I didn’t know what to say. For the first time in as long as I could remember, I didn’t have an excuse ready and waiting. For the first time, the truth seemed like a better answer. “I don’t know you, Shaun. Think about it from my perspective, for a second, because in case you miss
ed it, I have justifiable trust issues. Patrick has hunted my mom and me my entire life. You come along—his mini-me—and chain us together. Does that sound like an act that screams trust me to you?”
Some of the tension faded. “I need to know everything. You asked for my help. I can’t give it to you if I don’t have all the damned facts.”
He was right, of course, but that didn’t make it any easier. I took a deep breath, determined to get the whole thing out. If I wanted free of this in one piece, and the chance to have a normal life some day, I couldn’t do it on my own. “What I said about not seeing the whole letter was the truth, but I did get a little more than I told you. There was something about someone getting hurt—killed—and she was the main suspect. Aside from that, the only other thing I saw when I skimmed the letter was something about information. She had something and wanted it to get to the ‘right people’… I think the information has to do with the murder she was wanted for—which I also think is what got her killed. Find the information, and I find the killer.”

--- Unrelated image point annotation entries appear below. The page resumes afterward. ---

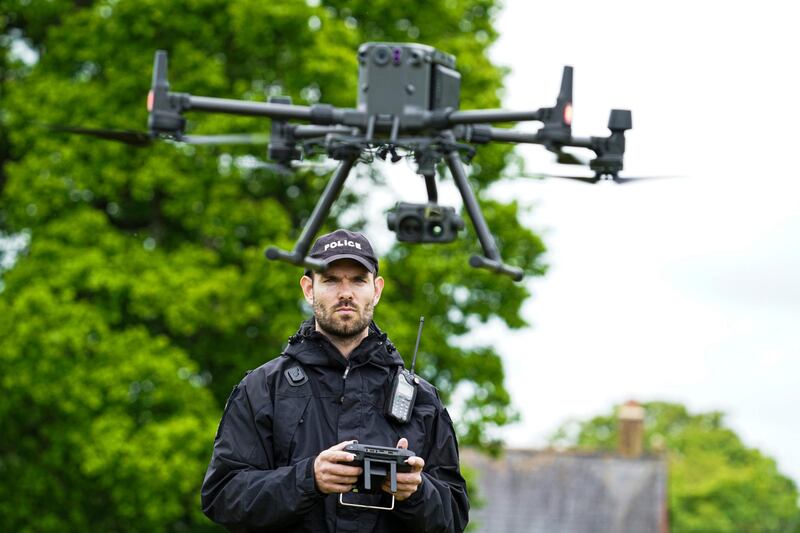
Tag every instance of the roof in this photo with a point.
(549, 491)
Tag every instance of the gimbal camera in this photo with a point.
(408, 106)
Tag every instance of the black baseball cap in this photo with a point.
(344, 244)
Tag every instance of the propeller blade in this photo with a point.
(233, 138)
(134, 138)
(585, 179)
(566, 158)
(622, 180)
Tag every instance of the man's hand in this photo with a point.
(330, 475)
(407, 483)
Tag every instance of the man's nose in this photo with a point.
(345, 290)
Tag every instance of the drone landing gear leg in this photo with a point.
(491, 259)
(299, 256)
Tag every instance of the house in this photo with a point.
(550, 491)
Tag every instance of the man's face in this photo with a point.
(343, 298)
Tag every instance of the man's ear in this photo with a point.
(378, 290)
(307, 284)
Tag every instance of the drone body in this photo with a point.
(408, 102)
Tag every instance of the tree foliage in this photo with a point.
(716, 483)
(143, 295)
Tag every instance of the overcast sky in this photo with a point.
(688, 289)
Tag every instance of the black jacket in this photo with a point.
(261, 473)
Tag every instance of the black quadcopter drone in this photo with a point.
(408, 106)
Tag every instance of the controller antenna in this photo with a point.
(419, 336)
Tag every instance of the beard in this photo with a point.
(343, 327)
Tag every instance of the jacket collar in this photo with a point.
(310, 347)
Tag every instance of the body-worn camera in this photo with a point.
(424, 223)
(405, 78)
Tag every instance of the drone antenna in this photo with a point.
(564, 100)
(419, 336)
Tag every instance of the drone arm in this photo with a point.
(484, 116)
(299, 256)
(491, 259)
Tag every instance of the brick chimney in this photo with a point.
(631, 429)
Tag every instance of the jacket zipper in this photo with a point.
(344, 379)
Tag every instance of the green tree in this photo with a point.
(143, 294)
(716, 483)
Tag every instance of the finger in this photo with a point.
(416, 463)
(338, 469)
(342, 480)
(338, 488)
(337, 456)
(341, 445)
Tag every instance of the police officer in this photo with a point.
(279, 462)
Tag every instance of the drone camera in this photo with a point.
(424, 223)
(402, 78)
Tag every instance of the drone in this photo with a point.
(408, 106)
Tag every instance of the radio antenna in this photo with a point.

“Information…” He held my gaze, then grabbed the chain and tugged lightly. “And that’s it? You’re sure?”
“I swear, other than the partner thing, that’s the last of it. You know everything I do now.”
He watched me for a moment, and I couldn’t tell from his expression if he believed me or not. After a minute, he set the chain down and said, “If she had information that would clear her name and save her life, why wouldn’t she bring it to the authorities herself?”
“Maybe she was afraid it wouldn’t matter. Mom wasn’t a saint. She might not have killed anyone, but she’d done other things. Just because she cleared her name of murder didn’t mean she’d be free. She had me to think about. No,” I said. “She would never have gone to the police unless there was no other option.”
“That makes sense…but you’re not considering all the facts here.”
“Yes I am,” I insisted. What else was there?
“No. You’re not,” he said. “Didn’t you say Mick and T were her partners?”
“So?”
“Your theory is actually great. Her partner would be in the perfect position to set her up for murder—but remember there were two of them. Maybe it was the other one. The one whose name begins with a T.”
I’d never even thought about that. “Shit.”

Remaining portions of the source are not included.